Into that Darkness
With the flick of a light the reflective glass box on the main stage of the Citizens Theatre has become a room. The audience have become voyeurs. Journalist Citta Sereny (Blythe Duff) is interviewing war criminal Franz Stangl (Cliff Burnett) about his role at the Second World War extermination camp, Treblinka. As Sereny calmly chips away at her subject, we gain unparalleled insight into the mind of a monster. Descriptions of early beatings from his abusive father: ‘stop it!’ his mother cried, ‘you’re getting blood all over my clean walls,’ precede depictions of his evil descent through the Nazi ranks, from police officer to death camp Commandant. Stangl’s stoic stance that his role was purely administrative can only crumble as other characters, including his wife (Molly Innes) and a host of former colleagues played by Ali Craig, deepen our understanding of the layers of lies and self-denial that facilitated the mass murder of thousands of Jews. And from that horror, Director Gareth Nicholls has created a powerful and strangely beautiful piece of theatre; from the crisp costumes to the elegant shapes Blythe Duff makes when sitting half towards the audience, half towards the proceedings inside that institutional-grey room.

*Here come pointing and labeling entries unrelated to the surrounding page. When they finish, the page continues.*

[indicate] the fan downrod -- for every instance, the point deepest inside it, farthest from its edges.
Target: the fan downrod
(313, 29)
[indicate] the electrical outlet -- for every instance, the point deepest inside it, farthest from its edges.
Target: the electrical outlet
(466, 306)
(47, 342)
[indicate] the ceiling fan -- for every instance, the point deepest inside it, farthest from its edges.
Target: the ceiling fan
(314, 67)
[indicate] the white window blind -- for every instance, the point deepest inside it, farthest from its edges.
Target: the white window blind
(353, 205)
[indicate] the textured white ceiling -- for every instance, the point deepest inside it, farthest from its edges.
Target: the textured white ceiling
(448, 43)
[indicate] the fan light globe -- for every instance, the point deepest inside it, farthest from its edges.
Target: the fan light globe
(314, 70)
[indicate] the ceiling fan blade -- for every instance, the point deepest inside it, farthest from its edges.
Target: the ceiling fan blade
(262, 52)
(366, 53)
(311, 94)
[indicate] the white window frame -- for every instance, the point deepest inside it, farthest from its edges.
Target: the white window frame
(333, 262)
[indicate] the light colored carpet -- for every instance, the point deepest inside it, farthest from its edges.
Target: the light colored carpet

The masterful dialogue-switches between actors, which take us to another conversation, another time – sometimes contradicting the present conversation, at other times enriching it – demonstrate Nicholls’ flair for storytelling, and indeed casting. A perfectly poised performance from Duff sets up a cat-and-mouse chemistry as Burnett’s chillingly believable Stangl falls prey to her prying; and despite his justifications, horrendous truths are laid bare.